Britain also grants asylum status to many Rwandan refugees – at least seven so far this year. So, while the government has signed a deal with Rwanda for the mass deportation of unauthorised migrants, insisting that it is a “safe and prosperous” nation, it acknowledges at the same time that the country is unsafe enough for people to be forced to flee and be granted asylum.
Home Office statistics expose the hollowness of Home Office propaganda, indeed its mendacity. By themselves, however, they will not change anyone’s mind about the issue. This is not because people are irrational or because they are indifferent to facts, but because facts are always understood within a particular framework, as part of a narrative or story. And the story about asylum seekers that has become almost received wisdom is that most, especially those coming across the Channel, are scammers jumping the queue and that they deserve locking up and deportation.

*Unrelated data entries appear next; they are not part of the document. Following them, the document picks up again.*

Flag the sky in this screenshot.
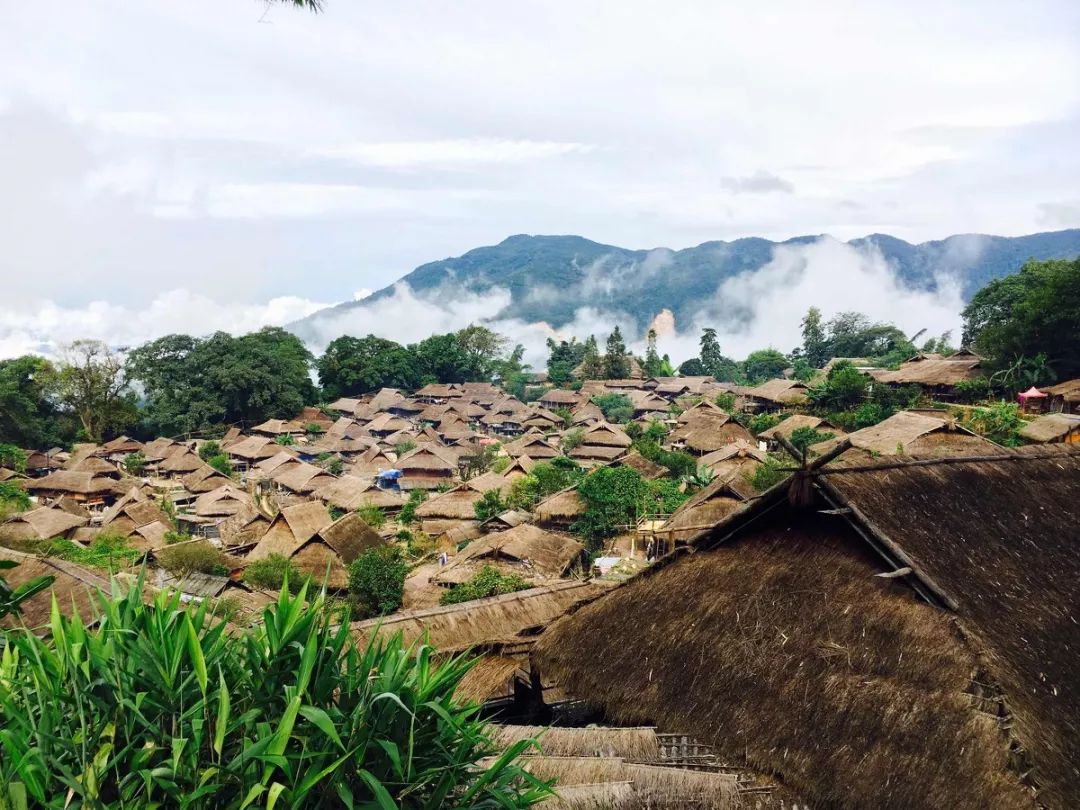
[0,0,1080,356]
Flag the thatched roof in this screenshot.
[873,352,983,387]
[537,448,1080,809]
[0,546,109,627]
[535,488,585,523]
[0,507,90,540]
[416,487,482,521]
[746,380,807,405]
[192,484,255,517]
[833,410,1005,456]
[352,582,605,652]
[432,523,585,581]
[180,464,232,494]
[247,501,334,559]
[24,470,123,496]
[1020,414,1080,444]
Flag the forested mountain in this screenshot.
[289,229,1080,337]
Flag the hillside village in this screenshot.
[0,336,1080,808]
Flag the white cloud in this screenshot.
[0,289,327,357]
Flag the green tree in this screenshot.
[802,307,829,368]
[473,489,507,523]
[642,328,664,378]
[315,335,420,400]
[56,340,136,442]
[581,335,607,380]
[808,361,869,410]
[349,545,408,618]
[743,349,788,384]
[604,326,630,380]
[0,355,75,448]
[962,258,1080,379]
[548,337,585,386]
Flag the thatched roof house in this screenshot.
[744,380,809,410]
[1042,380,1080,414]
[0,507,90,541]
[833,410,1008,463]
[534,447,1080,810]
[192,484,255,517]
[180,464,232,495]
[247,501,383,590]
[351,581,606,652]
[534,487,585,529]
[432,523,585,584]
[870,350,983,389]
[1020,414,1080,444]
[0,548,109,629]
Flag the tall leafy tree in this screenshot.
[548,337,585,386]
[604,326,630,380]
[0,354,73,449]
[56,340,137,442]
[963,258,1080,379]
[315,335,420,400]
[743,349,788,384]
[802,307,829,368]
[642,328,664,377]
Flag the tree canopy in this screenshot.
[963,258,1080,381]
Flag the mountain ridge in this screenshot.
[288,228,1080,337]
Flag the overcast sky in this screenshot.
[0,0,1080,354]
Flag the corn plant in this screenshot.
[0,583,550,810]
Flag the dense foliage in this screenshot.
[0,585,548,810]
[963,258,1080,384]
[438,565,529,605]
[349,545,408,619]
[127,327,315,435]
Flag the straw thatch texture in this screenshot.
[247,501,334,559]
[454,656,522,703]
[535,513,1034,810]
[827,447,1080,808]
[1020,414,1080,444]
[491,725,660,762]
[352,582,605,651]
[535,489,585,525]
[416,487,483,521]
[192,484,255,517]
[0,548,109,627]
[0,507,90,540]
[873,352,983,387]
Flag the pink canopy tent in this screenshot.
[1016,386,1048,410]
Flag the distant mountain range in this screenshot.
[289,229,1080,337]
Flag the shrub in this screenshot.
[349,545,408,618]
[593,394,634,422]
[124,450,146,475]
[199,440,221,463]
[356,503,387,531]
[206,453,232,478]
[243,554,302,591]
[788,428,836,456]
[397,489,428,524]
[158,541,229,577]
[473,489,507,523]
[745,454,791,492]
[0,583,551,810]
[968,402,1025,447]
[713,393,735,414]
[438,565,531,605]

The statistics not only help unpick that Home Office myth but point also to a different story. They show that there is no “queue” to jump; that the real problem is Britain’s refusal to open legal routes, even for those whose lives are in mortal danger, and to whom Britain owes a moral obligation; that those who cross the Channel on small boats are mostly genuine refugees forced to make that journey because of Home Office intransigence; that the policy of mass deportation of unauthorised migrants is dangerous and immoral.
That’s the story we need to tell. And the statistics provide the raw material from which to weave that different narrative, one that is not only more truthful but also more humane.